Depending on the cognitive state of the patient, other complementary examinations will be carried out.
Different evaluation methods are available to detect and quantify swallowing disorders.
Some tests – including the water test – require the patient to swallow a predetermined volume of liquid, usually water.
Videofluoroscopy. This examination allows a real-time dynamic analysis of the different phases of swallowing, the patient swallowing a barium-based contrast product.
Flexible nasal endoscopy. It allows direct visualization of the nasopharynx, pharynx and larynx.
Pharyngoesophageal manometry. It measures pharyngeal pressure during swallowing.
There is also a swallowing screening tool: the Eating Assessment Tool (EAT-10)
Management depends on the causes identified during the assessment.
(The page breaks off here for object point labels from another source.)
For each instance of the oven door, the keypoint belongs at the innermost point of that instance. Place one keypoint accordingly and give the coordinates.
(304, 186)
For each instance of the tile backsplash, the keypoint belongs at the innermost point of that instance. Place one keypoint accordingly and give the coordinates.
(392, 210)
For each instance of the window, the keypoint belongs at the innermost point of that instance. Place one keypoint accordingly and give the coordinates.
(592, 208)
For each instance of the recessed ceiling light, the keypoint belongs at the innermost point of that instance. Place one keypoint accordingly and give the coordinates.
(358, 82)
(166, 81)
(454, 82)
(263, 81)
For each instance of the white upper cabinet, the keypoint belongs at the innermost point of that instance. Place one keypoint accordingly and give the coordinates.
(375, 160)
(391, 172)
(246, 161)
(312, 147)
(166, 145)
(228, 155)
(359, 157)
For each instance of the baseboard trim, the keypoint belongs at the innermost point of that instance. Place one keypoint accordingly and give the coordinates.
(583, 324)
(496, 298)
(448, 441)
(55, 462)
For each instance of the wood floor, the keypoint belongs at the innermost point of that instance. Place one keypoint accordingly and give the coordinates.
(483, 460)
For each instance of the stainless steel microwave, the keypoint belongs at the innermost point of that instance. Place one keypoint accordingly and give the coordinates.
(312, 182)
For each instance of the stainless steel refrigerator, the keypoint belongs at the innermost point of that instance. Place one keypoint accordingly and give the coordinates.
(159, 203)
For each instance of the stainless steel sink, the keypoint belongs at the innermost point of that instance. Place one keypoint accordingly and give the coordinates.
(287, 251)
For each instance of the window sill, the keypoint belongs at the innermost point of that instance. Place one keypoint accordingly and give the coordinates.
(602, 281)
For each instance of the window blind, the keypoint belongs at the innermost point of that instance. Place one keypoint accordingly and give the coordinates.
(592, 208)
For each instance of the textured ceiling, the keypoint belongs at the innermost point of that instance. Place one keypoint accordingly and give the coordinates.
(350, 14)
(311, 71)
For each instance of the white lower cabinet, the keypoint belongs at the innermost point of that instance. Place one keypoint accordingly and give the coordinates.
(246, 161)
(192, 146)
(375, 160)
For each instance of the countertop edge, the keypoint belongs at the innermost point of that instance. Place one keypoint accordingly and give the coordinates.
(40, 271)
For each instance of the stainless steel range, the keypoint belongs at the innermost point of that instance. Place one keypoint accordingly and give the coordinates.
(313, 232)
A first step is to train the family and caregivers to detect signs of swallowing disorders and to supervise patients at risk at mealtimes.
It is important to ensure regular oral hygiene.
Management then includes several components: postural adjustment, learning compensatory maneuvers and changes in the volume and consistency of the bolus.
Proper positioning of the patient (ideally vertical and symmetrical) at mealtime reduces the risk of choking. The environment in which the meal is taken should be in a calm atmosphere without distraction.
Rehabilitation based on muscle strengthening of the tongue, respiratory muscles, movements of the lips, cheeks, larynx and vocal cords can improve dysphagia following a stroke.